Passavan sempre facchini carichi. Nulla per lei?

La sua vita, il suo posto nella vita, non esistettero più. Allora, lì, in quella città straniera, volle un posto, una soglia, una storia.

Era un giorno di festa. Volle fosse di festa anche per lei... Poco prima eran sonate le campane. Le campane suonano per tutti. In lei eran sonati i vespri. Quegli uomini erravano, peccavano. Fu presa da una grande agitazione; come se non si fosse trattato di una qualsiasi povera scatola che un suo movimento brusco avrebbe potuto rompere; come se quelli che le passavan d’accanto fossero i doni della vita, mandati, portati, distribuiti da innumerevoli mani ad altri, a tutti!... Volle gridar loro che si sbagliavano. Nella fabbrica della Provvidenza era impossibile che non si fosse lavorato a qualcosa anche per lei!

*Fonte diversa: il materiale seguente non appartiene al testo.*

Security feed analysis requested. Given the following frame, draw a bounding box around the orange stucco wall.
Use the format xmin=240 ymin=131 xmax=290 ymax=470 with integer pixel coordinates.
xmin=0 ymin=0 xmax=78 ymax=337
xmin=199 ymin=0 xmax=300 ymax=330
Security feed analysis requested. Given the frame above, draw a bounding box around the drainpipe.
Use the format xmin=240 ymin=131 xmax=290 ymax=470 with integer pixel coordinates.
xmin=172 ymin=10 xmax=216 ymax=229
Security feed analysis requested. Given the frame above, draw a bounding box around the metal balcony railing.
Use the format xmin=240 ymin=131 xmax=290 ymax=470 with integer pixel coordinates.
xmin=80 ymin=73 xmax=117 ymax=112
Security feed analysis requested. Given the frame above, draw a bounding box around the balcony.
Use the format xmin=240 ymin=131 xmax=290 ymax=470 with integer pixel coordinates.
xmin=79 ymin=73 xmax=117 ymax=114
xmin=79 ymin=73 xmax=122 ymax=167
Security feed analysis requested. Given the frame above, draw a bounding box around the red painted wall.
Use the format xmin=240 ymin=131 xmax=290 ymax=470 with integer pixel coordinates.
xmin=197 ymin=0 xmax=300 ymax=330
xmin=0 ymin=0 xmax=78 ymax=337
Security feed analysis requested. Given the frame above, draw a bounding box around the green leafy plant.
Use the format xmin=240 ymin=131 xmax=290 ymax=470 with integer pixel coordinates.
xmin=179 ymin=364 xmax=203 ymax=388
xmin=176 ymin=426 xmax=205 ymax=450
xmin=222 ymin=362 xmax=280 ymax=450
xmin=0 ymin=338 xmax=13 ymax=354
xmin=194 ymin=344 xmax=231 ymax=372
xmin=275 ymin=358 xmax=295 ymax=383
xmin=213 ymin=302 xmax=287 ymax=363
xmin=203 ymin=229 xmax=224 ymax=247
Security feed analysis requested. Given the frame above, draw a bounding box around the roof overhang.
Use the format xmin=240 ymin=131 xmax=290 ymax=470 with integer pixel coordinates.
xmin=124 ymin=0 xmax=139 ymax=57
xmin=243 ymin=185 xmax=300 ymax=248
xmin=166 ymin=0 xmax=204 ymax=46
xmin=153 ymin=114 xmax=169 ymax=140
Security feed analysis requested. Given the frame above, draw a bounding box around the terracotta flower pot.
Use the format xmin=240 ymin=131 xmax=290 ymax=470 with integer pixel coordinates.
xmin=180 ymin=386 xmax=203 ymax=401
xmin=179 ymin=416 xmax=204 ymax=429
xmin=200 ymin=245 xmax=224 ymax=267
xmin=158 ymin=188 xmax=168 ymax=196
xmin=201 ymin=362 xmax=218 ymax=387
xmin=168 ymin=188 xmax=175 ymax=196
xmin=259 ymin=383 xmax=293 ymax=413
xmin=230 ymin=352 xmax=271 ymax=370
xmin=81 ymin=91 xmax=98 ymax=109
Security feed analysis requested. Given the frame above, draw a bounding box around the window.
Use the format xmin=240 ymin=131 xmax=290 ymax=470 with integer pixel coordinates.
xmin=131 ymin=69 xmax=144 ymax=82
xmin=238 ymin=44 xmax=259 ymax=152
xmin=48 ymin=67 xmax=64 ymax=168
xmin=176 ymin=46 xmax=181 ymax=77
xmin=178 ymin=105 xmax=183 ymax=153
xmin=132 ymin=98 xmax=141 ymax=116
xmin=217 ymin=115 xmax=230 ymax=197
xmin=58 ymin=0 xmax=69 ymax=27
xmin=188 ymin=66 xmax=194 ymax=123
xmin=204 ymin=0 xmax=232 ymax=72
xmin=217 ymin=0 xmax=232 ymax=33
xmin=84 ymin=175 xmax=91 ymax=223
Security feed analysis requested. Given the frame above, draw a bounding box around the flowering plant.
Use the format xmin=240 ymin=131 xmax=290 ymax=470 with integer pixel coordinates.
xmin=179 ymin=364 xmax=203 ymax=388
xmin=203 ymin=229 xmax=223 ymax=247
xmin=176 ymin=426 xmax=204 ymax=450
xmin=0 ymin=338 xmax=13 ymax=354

Quei portatori di beni la frodavano, la derubavano. Portavano a un’altra porta, ad altri esseri le gioie, i dolori che eran destinati a lei... Il rumore che facevano i suoi sensi turbati la fece riscuotere. Ascoltò di nuovo il chiasso assordante della strada.

Decise di partir subito. Attraverso il vetro completamente appannato del negozio d’armi davanti al quale s’era fermata, si distinguevano un pugnale che pareva antico, delle pistole... Tutte quelle armi avevan l’apparenza di giocattoli inoffensivi, arrugginiti.

Col fragore d’un tuono, la saracinesca di ferro le cadde in faccia così vicino che sembrò quasi le avesse tagliata la testa. Ebbe un senso di ribellione per la brutalità del gesto, ma il sipario di ferro ondulato era lì davanti a lei col suo color grigio. Muto, immobile, sarcastico, come un ostacolo dietro il quale sghignazzasse il demonio che ci chiude sul muso le saracinesche della vita!...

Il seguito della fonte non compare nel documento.